When defining the fields in a database table, we must give each field a data type. For example, the field Birth Year is a year, so it will be a number, while First Name will be text. Most modern databases allow for several different data types to be stored. Some of the more common data types are listed here:
- Text: for storing non-numeric data that is brief, generally under 256 characters. The database designer can identify the maximum length of the text.
- Number: for storing numbers. There are usually a few different number types that can be selected, depending on how large the largest number will be.
- Yes/No: a special form of the number data type that is (usually) one byte long, with a 0 for “No” or “False” and a 1 for “Yes” or “True”.
- Date/Time: a special form of the number data type that can be interpreted as a number or a time.
- Currency: a special form of the number data type that formats all values with a currency indicator and two decimal places.
- Paragraph Text: this data type allows for text longer than 256 characters.

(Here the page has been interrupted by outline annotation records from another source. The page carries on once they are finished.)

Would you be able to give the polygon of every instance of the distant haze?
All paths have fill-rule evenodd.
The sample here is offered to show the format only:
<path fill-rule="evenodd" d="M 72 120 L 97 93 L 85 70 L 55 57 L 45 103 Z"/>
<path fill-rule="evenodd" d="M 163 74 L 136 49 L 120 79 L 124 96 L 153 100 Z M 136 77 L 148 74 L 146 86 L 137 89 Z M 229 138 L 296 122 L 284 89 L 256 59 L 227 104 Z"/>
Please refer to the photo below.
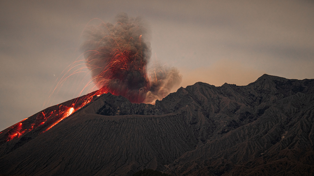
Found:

- Object: this data type allows for the storage of data that cannot be entered via keyboard, such as an image or a music file.
There are two important reasons that we must properly define the data type of a field. First, a data type tells the database what functions can be performed with the data. For example, if we wish to perform mathematical functions with one of the fields, we must be sure to tell the database that the field is a number data type. So if we have, say, a field storing birth year, we can subtract the number stored in that field from the current year to get age.

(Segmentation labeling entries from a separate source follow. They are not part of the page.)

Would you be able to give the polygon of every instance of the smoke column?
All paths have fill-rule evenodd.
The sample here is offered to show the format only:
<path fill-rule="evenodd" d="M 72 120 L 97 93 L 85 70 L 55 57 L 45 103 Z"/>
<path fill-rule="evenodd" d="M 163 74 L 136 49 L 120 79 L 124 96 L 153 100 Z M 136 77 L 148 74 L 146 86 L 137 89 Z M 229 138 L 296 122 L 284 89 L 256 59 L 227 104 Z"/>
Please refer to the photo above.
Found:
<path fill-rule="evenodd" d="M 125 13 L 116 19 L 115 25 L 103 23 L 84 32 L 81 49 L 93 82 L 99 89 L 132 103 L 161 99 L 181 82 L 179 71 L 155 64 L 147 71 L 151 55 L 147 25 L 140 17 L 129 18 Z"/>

The second important reason to define data type is so that the proper amount of storage space is allocated for our data. For example, if the First Name field is defined as a text(50) data type, this means fifty characters are allocated for each first name we want to store. However, even if the first name is only five characters long, fifty characters (bytes) will be allocated. While this may not seem like a big deal, if our table ends up holding 50,000 names, we are allocating 50 * 50,000 = 2,500,000 bytes for storage of these values. It may be prudent to reduce the size of the field so we do not waste storage space.
Sidebar: The Difference between a Database and a Spreadsheet
Many times, when introducing the concept of databases to students, they quickly decide that a database is pretty much the same as a spreadsheet. After all, a spreadsheet stores data in an organized fashion, using rows and columns, and looks very similar to a database table. This misunderstanding extends beyond the classroom: spreadsheets are used as a substitute for databases in all types of situations every day, all over the world.
To be fair, for simple uses, a spreadsheet can substitute for a database quite well. If a simple listing of rows and columns (a single table) is all that is needed, then creating a database is probably overkill. In our Student Clubs example, if we only needed to track a listing of clubs, the number of members, and the contact information for the president, we could get away with a single spreadsheet. However, the need to include a listing of events and the names of members would be problematic if tracked with a spreadsheet.
When several types of data must be mixed together, or when the relationships between these types of data are complex, then a spreadsheet is not the best solution. A database allows data from several entities (such as students, clubs, memberships, and events) to all be related together into one whole. While a spreadsheet does allow you to define what kinds of values can be entered into its cells, a database provides more intuitive and powerful ways to define the types of data that go into each field, reducing possible errors and allowing for easier analysis.
Though not good for replacing databases, spreadsheets can be ideal tools for analyzing the data stored in a database. A spreadsheet package can be connected to a specific table or query in a database and used to create charts or perform analysis on that data.